By Sivan Goren with images by Jan van der Walt
In their September 1989 issue, CAR magazine gushed excitedly about the latest Opel Kadett GSi 16V offering that had just been launched, saying: “In ride and finish, this latest most potent GSi is where the original one really should have been.” This new kid on the block was dubbed the ‘Big Boss’, but the world had not seen anything yet because a year later an even more exciting car came into being – one that would become a South African homologation legend.
When the original Opel Kadett GSi was launched, although it was considered the biggest challenger to other hot hatches like the Golf GTI as far as top speed, the 1.8-litre offering lacked low-rev pulling power and had a tendency to understeer when on the limit. Enter the 2-litre GSi around two years later. But despite an extra 200cc being added which resulted in the GSi competing admirably with the Golf GTi 16V as far as low-down and mid-range grunt, it still lacked grip, particularly as compared to Golf.

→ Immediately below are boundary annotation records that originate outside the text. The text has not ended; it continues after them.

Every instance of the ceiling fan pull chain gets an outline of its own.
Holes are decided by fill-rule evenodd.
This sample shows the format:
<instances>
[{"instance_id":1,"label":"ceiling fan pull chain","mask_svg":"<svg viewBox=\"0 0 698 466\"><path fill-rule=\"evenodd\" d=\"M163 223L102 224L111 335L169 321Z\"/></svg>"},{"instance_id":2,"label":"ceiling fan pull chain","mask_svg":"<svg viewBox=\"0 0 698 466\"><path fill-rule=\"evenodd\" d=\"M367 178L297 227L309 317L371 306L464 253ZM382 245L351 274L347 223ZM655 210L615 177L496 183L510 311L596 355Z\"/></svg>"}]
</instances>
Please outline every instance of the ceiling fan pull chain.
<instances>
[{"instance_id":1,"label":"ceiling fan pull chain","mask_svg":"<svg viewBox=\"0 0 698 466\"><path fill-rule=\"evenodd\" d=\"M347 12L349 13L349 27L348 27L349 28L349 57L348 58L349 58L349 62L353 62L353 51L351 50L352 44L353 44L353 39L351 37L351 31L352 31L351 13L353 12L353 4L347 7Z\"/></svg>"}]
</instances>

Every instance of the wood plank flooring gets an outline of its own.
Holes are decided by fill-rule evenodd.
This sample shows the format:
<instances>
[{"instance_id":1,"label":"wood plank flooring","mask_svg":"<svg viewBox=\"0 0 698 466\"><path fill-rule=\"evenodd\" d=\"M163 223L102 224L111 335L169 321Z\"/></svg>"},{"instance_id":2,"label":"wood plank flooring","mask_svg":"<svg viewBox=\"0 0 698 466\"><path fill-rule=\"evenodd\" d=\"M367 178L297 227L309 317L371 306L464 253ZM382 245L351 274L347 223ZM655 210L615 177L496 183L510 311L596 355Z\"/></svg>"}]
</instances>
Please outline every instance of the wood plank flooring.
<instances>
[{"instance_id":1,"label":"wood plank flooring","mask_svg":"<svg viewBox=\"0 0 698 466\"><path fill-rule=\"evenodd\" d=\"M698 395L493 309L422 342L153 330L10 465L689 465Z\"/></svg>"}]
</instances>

But that all changed with the arrival of the 16V ‘Big Boss’. CAR magazine’s road test gave this glowing report: “Opel engineers have managed to build what is surely the world’s finest four-cylinder production engine to date, with this new 16-valver how they have managed to give the engine the bottom-end power of a conservatively-crammed eight-valve motor, the mid-range of a turbo and the top-end of a cammy multivalve, without resorting to any variable induction length or cam timing tricks, as other manufacturers have done in the recent past.”